En su carta, Corvetto justificó su decisión señalando que los problemas en la distribución del material electoral en Lima Metropolitana hacían inviable su permanencia en el cargo. Sostuvo que su dimisión busca facilitar la organización de la segunda vuelta presidencial en un clima de mayor confianza ciudadana, en un intento por contener el desgaste institucional.
El exfuncionario reconoció la necesidad de esclarecer lo ocurrido y afirmó que, aunque algunos aspectos podrían explicarse internamente, existen dudas que requieren una investigación independiente y profunda. En esa línea, apeló a la responsabilidad pública como un factor clave no solo para cumplir la ley, sino para garantizar la estabilidad democrática.
Pese a su salida, aseguró que los preparativos para la segunda vuelta del 7 de junio ya están en marcha, y expresó su expectativa de que su reemplazo contribuya a restablecer la credibilidad del proceso electoral. Antes de oficializarse su renuncia, también insistió en la urgencia de brindar certezas a la ciudadanía.
Tras su dimisión, la Junta Nacional de Justicia activó un pleno extraordinario para formalizar su salida, reiterando que esta no lo exime de las investigaciones en curso.
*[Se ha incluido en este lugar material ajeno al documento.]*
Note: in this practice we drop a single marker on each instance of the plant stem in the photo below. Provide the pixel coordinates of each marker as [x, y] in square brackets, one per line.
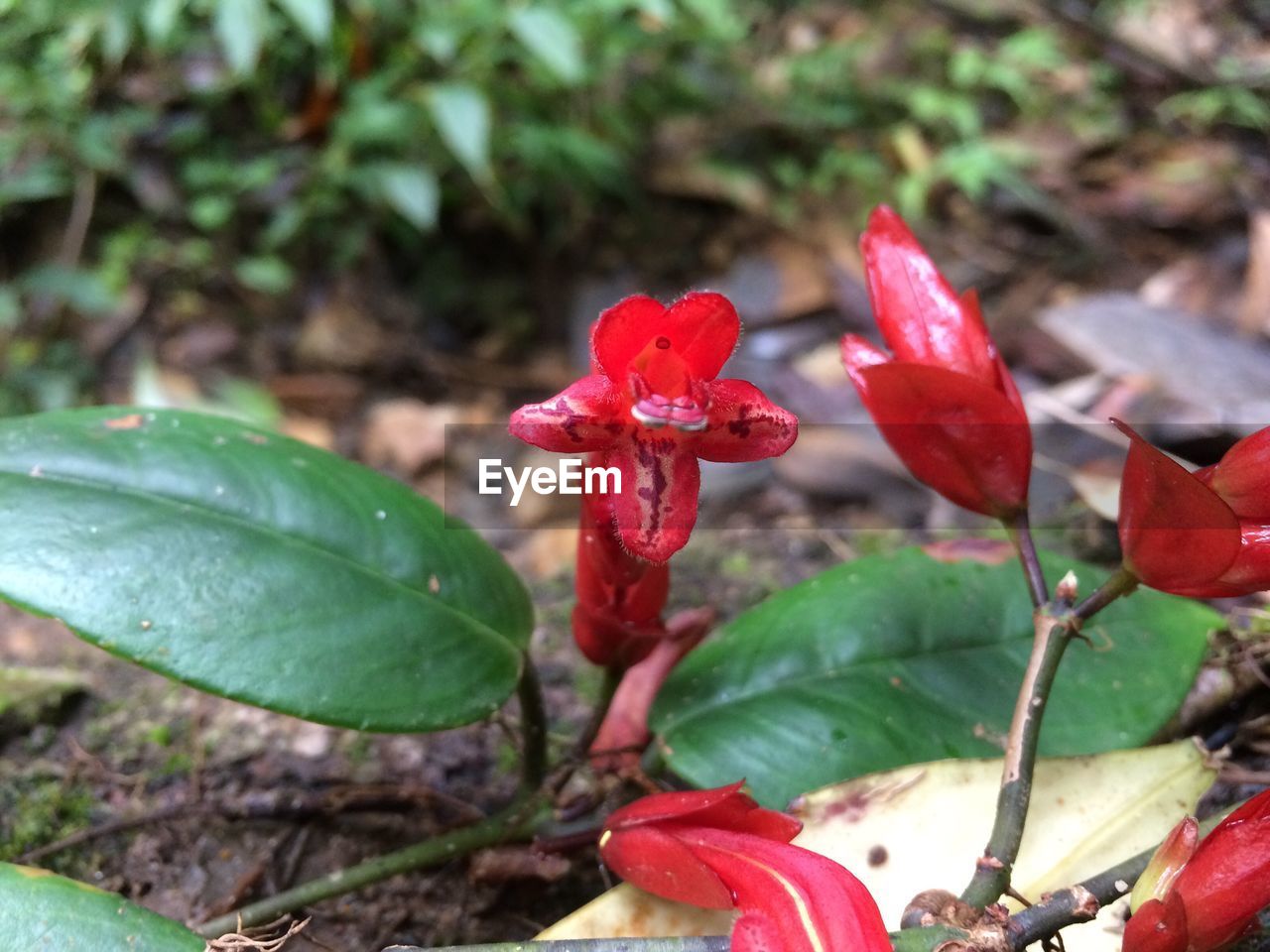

En paralelo, Corvetto acudió ante la fiscalía anticorrupción para entregar voluntariamente su pasaporte y autorizar el levantamiento de sus comunicaciones, en un gesto que busca mostrar disposición frente a las indagaciones.
El caso se agrava luego de que el Jurado Nacional de Elecciones presentara una denuncia penal contra Corvetto, funcionarios de la ONPE y representantes de la empresa encargada de distribuir el material electoral. Las acusaciones incluyen presuntos delitos que habrían afectado el derecho al sufragio, así como omisiones y trabas en el desarrollo de la jornada electoral.
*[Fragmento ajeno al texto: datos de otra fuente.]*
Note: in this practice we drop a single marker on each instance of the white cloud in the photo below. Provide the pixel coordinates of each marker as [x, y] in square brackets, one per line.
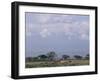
[45, 33]
[49, 24]
[84, 37]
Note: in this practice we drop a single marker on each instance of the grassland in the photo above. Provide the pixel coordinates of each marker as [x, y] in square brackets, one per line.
[69, 62]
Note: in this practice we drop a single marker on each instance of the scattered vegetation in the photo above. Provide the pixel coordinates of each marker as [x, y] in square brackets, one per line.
[51, 60]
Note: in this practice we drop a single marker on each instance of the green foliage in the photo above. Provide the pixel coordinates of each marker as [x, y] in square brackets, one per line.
[64, 57]
[78, 57]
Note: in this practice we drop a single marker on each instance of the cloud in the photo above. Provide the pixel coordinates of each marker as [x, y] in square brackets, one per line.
[44, 33]
[71, 26]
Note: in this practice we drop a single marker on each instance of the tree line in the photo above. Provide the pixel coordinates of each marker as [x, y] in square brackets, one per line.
[52, 56]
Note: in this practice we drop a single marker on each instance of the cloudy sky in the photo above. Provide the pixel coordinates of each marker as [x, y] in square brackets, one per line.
[62, 33]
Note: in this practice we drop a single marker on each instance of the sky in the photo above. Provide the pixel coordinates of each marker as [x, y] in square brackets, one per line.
[63, 33]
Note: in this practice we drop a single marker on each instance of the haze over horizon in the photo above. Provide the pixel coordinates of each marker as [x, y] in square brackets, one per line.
[64, 34]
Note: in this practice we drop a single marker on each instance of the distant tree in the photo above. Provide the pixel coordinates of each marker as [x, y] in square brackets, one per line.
[51, 55]
[42, 57]
[78, 57]
[87, 56]
[64, 57]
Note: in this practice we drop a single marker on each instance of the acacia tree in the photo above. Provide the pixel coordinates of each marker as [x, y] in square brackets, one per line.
[64, 57]
[51, 55]
[78, 57]
[87, 56]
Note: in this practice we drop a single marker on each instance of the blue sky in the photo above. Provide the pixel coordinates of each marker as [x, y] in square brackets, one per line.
[63, 33]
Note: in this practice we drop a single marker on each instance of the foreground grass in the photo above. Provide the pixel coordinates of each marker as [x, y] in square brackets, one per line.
[56, 63]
Según la denuncia, los retrasos en la entrega del material impidieron la instalación oportuna de mesas de votación, afectando a miles de electores. Asimismo, se cuestiona la contratación y supervisión de la empresa responsable del traslado, además de fallas en el sistema tecnológico utilizado para el conteo de votos.
Corvetto, abogado especializado en derecho electoral y gestión pública, lideraba la ONPE desde 2020 y estuvo al frente de múltiples procesos electorales. Sin embargo, el balance de su gestión queda ahora bajo escrutinio, especialmente tras haber calificado previamente estos comicios como los más complejos de la historia, debido a los desafíos logísticos y la magnitud del padrón.
El caso expone una vez más las debilidades estructurales en la organización electoral del país. Más allá de las responsabilidades individuales, lo ocurrido evidencia fallas en la planificación, supervisión y ejecución de procesos clave para la democracia. La renuncia, aunque necesaria en términos políticos, no resuelve el problema de fondo: la urgencia de reformar y fortalecer las instituciones encargadas de garantizar elecciones transparentes y eficientes.